Japan didn’t follow the rest of the world and certainly never followed the WHO’s recommendations related to COVID.


 

Hot Air reports:

Most of the coverage we provided during Japan’s bungled turn hosting the Olympics this summer dealt with the nation’s spiraling COVID infection rates and lagging mass vaccination efforts. But while they limited the in-person attendance of the actual games, the lockdowns and restrictions the government imposed were fairly mild. People were still allowed to go out to bars and restaurants, albeit with modest capacity limits and the streets were far from empty. The Associated Press described the measures as a series of “relatively toothless states of emergency.” That makes this week’s news all the more puzzling to some medical professionals. The COVID crisis across Japan, and particularly in Tokyo, has all but evaporated. In less than two months, Tokyo has gone from reporting more than 6,000 new cases per day to less than 100 this week. And not even the government can explain why.

Almost overnight, Japan has become a stunning, and somewhat mysterious, coronavirus success story.

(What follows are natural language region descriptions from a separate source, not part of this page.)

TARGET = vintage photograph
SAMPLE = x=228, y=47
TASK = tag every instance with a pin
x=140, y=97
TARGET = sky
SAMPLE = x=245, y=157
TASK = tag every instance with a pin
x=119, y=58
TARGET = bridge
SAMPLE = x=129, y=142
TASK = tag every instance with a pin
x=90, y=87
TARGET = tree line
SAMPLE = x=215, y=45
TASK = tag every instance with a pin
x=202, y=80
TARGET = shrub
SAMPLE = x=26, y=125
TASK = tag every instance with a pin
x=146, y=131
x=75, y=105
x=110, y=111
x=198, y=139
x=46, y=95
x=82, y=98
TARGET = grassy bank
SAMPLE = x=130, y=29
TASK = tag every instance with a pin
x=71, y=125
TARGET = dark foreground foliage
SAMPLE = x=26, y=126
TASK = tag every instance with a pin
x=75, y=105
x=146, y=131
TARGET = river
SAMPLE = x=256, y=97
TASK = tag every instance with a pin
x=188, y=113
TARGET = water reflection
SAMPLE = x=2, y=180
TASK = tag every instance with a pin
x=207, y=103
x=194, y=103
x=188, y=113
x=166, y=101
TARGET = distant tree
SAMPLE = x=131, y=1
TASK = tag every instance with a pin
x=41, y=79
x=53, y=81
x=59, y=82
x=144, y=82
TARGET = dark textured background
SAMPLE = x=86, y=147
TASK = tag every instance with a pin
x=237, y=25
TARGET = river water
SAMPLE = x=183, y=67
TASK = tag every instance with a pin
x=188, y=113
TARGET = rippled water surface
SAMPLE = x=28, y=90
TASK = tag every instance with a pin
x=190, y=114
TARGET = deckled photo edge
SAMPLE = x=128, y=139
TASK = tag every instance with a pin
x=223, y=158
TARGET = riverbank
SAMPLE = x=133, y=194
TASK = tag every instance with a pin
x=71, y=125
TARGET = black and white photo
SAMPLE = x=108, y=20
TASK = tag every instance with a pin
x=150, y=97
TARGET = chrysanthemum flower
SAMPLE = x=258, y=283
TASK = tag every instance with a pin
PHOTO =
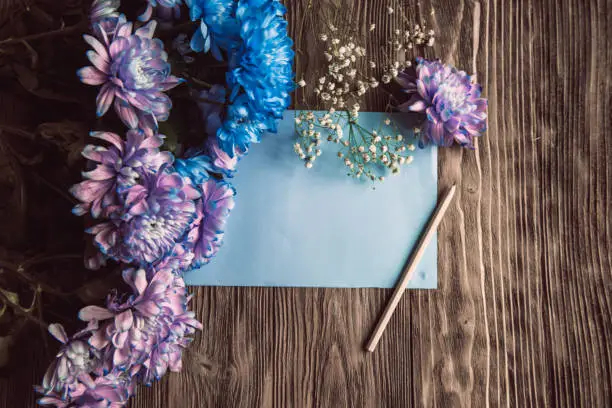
x=102, y=9
x=222, y=162
x=134, y=73
x=206, y=235
x=218, y=26
x=240, y=128
x=166, y=5
x=75, y=357
x=455, y=111
x=118, y=167
x=156, y=215
x=145, y=335
x=104, y=391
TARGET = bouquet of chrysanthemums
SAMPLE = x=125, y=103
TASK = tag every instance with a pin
x=155, y=214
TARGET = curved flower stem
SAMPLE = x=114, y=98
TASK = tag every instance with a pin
x=19, y=270
x=17, y=131
x=54, y=33
x=196, y=81
x=18, y=309
x=46, y=258
x=195, y=98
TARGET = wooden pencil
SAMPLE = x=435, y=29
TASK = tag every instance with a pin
x=408, y=271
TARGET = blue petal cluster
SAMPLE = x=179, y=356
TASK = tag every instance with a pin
x=218, y=26
x=260, y=56
x=158, y=215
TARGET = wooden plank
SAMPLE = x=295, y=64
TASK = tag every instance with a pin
x=523, y=313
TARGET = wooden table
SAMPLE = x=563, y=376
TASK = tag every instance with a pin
x=522, y=316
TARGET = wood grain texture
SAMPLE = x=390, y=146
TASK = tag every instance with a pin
x=522, y=316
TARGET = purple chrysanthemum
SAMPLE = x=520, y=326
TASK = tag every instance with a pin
x=157, y=213
x=75, y=357
x=455, y=111
x=206, y=234
x=118, y=167
x=145, y=334
x=134, y=73
x=104, y=391
x=103, y=9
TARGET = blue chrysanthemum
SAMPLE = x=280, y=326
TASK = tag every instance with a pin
x=218, y=26
x=263, y=66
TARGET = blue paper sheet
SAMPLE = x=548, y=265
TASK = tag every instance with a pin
x=293, y=226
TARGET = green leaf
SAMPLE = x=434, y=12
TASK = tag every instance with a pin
x=11, y=296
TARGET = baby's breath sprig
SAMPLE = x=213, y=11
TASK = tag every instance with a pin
x=339, y=90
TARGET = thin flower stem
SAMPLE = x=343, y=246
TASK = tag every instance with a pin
x=20, y=272
x=21, y=311
x=54, y=188
x=17, y=131
x=197, y=81
x=48, y=34
x=46, y=258
x=196, y=98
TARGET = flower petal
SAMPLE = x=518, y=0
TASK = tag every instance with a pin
x=94, y=313
x=57, y=331
x=124, y=320
x=104, y=99
x=147, y=30
x=91, y=76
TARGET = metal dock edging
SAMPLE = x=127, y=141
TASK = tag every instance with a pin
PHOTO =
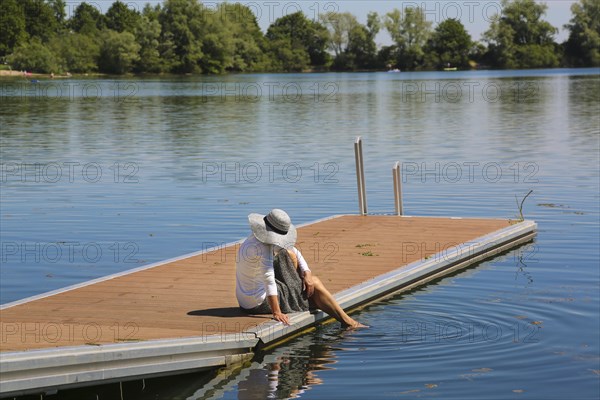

Daily new COVID-19 cases have plummeted from a mid-August peak of nearly 6,000 in Tokyo, with caseloads in the densely populated capital now routinely below 100, an 11-month low.

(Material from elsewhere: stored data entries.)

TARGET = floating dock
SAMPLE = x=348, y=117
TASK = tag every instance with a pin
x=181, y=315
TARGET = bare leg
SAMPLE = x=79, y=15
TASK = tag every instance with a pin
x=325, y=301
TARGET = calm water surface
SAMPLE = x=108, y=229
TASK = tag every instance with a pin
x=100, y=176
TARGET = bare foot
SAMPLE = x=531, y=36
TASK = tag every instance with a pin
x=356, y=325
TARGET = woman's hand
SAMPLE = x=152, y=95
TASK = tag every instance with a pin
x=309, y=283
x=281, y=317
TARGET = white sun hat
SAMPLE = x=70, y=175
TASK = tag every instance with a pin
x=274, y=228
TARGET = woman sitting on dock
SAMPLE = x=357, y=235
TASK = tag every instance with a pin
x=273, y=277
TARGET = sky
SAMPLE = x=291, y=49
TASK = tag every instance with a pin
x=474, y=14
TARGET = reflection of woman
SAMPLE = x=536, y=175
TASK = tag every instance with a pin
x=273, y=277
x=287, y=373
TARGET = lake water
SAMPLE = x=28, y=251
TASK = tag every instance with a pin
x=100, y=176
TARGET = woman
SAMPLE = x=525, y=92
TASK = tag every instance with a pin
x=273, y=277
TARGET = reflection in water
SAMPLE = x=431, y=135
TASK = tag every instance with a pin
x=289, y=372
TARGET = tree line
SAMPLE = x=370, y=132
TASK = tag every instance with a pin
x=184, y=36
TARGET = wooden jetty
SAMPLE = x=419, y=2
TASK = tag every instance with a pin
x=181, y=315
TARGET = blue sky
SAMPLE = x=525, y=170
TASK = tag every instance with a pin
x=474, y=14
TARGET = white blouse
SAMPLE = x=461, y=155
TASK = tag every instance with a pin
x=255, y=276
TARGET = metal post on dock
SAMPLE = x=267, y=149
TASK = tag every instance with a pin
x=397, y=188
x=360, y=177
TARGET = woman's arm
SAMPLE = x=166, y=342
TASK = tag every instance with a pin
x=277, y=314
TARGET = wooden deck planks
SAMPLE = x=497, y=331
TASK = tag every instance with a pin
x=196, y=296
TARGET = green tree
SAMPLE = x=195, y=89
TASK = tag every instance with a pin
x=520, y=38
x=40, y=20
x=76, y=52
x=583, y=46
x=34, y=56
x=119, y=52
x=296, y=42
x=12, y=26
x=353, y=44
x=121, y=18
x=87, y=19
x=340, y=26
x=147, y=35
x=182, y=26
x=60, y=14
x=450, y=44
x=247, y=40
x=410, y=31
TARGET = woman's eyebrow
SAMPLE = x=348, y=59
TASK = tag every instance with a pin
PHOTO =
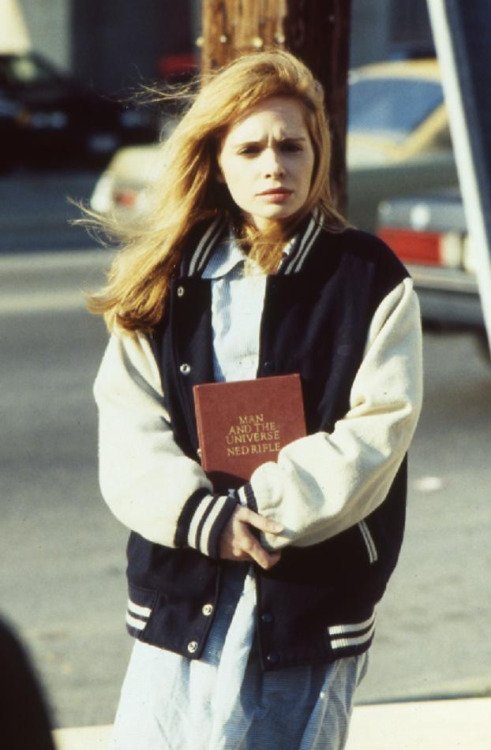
x=282, y=139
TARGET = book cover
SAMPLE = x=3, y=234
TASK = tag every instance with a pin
x=245, y=423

The bars are packed, the trains are crowded, and the mood is celebratory, despite a general bafflement over what, exactly, is behind the sharp drop.

Japan, unlike other places in Europe and Asia, has never had anything close to a lockdown, just a series of relatively toothless states of emergency.

This may not be as much of a “mystery” as the Japanese Health Ministry is making it out to be. Part of the decline is no doubt attributable to the country’s accelerated vaccination push. While it started off very slowly, they’ve now surged to the point where 70% of the population has received the shots. Others point to the fact that the Japanese were very accustomed to wearing face masks in public even before the pandemic began.

Another factor is that the people remaining in Japan who have not taken the vaccine have possibly already had the China coronavirus.

Whatever the reason, by not shutting down their economy, Japan is now stepping out of this period in world history with less impact to its people and economy than most other nations, including the US.